Syria children
A boy rides a tricycle along a damaged street in Homs, on 1 January 2014 Yazan Homsy/Reuters

Syria's protracted and bloody civil war is costing the country £3.2bn (US$4.5bn) each month in lost economic growth, with a new study reporting a total of £915bn (US$1.3trillion) could be lost if fighting continues until 2020.

A report by the children's charity World Vision and Frontier Economics has shown that in the best possible scenario, if fighting were to cease in Syria at the end of this year, the devastating economic fall-out from the conflict could eventually reach £485bn (US$689).

The brunt of the cost of Syria's five-year civil war is being borne by its civilian population and paritcularly by children. One in four schools have been destroyed, damaged or are being used as shelters as a result of the fighting.

About 5.7m children inside Syria have had their schooling disrupted and only 48% of Syrian refugee children are receiving an education. Around 25m years of schooling have already been lost. The loss of lifelong earnings for those children no longer attending school is estimated at £7.4m.

Syria children
A child sifts through rubbish at a landfill in the rebel-held part of the northern city of Aleppo, on 27 October 2015 Fadi al-Halabi/AFP

Syria's health system has been left decimated by the conflict. Half of the country's certified doctors have fled the country and less than half (43%) of its hospitals are functional.

Estimated life expectancy at birth has dropped by 15 years. Millions of children under five are suffering or are at risk of physical trauma, injuries, communicable diseases, lack of immunisation and malnutrition.
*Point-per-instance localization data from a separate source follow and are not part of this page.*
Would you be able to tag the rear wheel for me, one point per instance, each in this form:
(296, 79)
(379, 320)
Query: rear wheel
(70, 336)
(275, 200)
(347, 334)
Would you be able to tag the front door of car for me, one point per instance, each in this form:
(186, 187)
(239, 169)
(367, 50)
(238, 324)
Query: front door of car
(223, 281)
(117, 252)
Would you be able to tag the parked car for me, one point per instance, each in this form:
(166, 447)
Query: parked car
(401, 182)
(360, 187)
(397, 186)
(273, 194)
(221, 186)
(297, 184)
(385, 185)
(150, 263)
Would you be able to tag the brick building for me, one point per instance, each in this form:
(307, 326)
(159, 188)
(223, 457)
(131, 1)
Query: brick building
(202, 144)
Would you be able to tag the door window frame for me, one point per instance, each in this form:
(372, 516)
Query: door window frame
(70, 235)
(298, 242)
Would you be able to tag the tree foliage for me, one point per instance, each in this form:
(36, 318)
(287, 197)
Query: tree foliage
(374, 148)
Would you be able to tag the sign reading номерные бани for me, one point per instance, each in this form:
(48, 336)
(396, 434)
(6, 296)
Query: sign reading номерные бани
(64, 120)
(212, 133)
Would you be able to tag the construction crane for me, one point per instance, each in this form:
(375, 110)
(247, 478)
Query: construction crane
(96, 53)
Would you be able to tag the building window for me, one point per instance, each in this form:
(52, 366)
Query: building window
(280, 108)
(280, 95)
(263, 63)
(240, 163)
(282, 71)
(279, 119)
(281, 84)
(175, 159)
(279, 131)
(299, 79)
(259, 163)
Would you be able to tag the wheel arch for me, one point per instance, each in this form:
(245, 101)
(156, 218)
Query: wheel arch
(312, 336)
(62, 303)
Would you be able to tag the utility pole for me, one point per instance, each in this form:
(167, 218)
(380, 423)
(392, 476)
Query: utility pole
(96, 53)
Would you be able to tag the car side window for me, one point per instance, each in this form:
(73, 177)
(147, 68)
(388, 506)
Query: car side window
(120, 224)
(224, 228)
World Vision is calling on the international community to prepare now for Syria's eventual recovery. It believes the world must not wait for the war to end - as it did in Iraq and Afghanistan - before planning the country's reconstruction.
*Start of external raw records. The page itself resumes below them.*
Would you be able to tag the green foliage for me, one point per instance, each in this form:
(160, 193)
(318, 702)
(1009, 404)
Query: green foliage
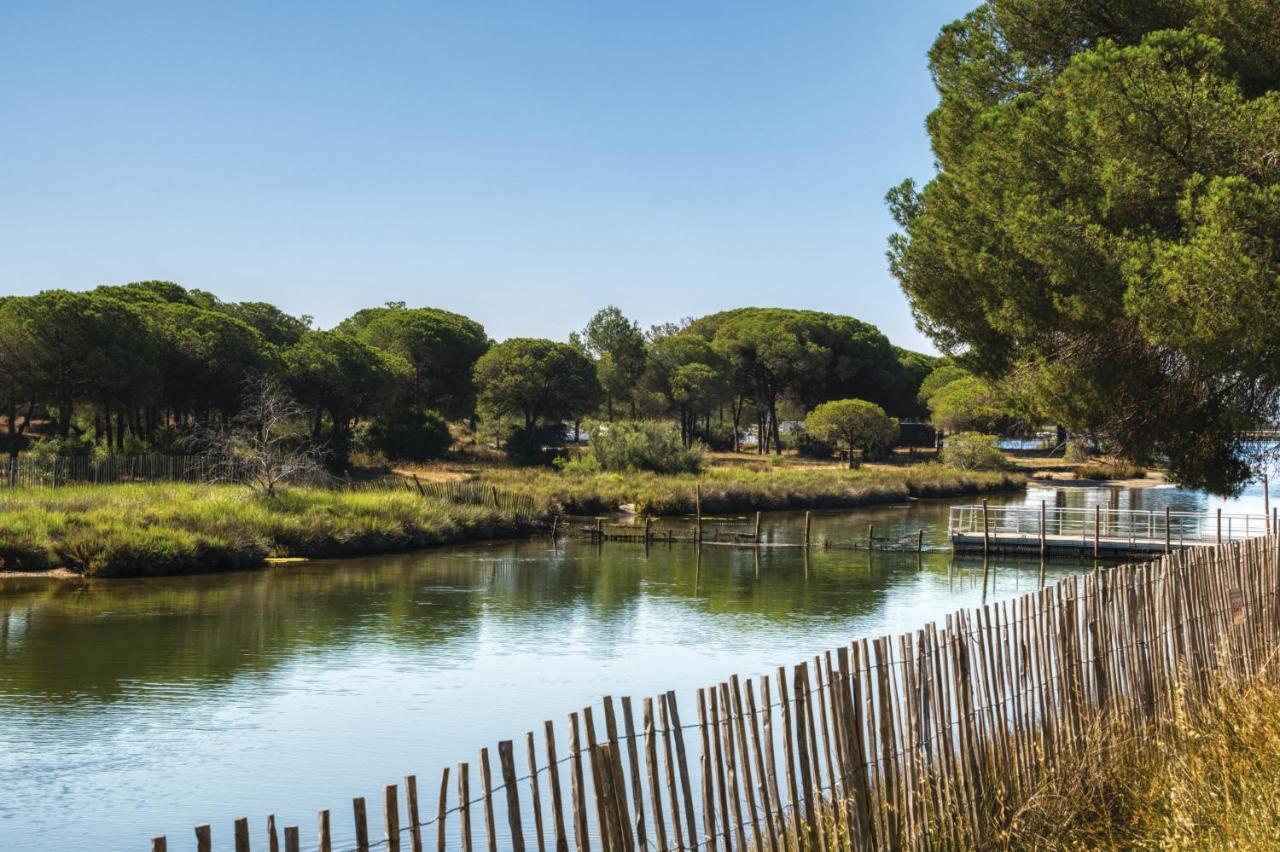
(807, 445)
(974, 452)
(538, 380)
(1102, 223)
(1112, 470)
(617, 346)
(767, 486)
(334, 372)
(439, 347)
(152, 530)
(407, 433)
(968, 404)
(625, 447)
(689, 376)
(853, 426)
Tim Pilkington, Chief Executive for World Vision UK, said in a statement: "The war in Syria has shattered the lives of over eight million children. With their homes, schools and hospitals bombed and their friends and families killed, many have been forced into appalling living conditions and abject poverty.

Syria children
Students attend a class inside the bombed and partially destroyed Hosam Kamel school in the rebel-controlled area of Maaret al-Numan town in Idlib province, on 28 October 2015 Khalil Ashawi/Reuters

"When we meet severely distressed children who've fled sniper fire and bombing, our first concern is to keep them fed, clothed and alive. Faced with their suffering it's hard to think in terms of cold economic costs.

"But financial loss translates into human loss - lost education, lost health, lost jobs and lost opportunities. The costs of the conflict are staggering. Unless we act now, this war won't just affect a generation of children, but their children's children.

"We cannot wait until the war is over to plan for their future. Every month the conflict costs Syria more than Britain's entire monthly budget for schools and education. Even if the fighting stopped tomorrow it would take at least 15 years to rebuild the country - an entire lost childhood.

"We must prepare the ground for peace now. The longer it takes to rebuild Syria the greater the challenge and the higher the costs. The world must not repeat the post-war planning failures made in recent conflicts."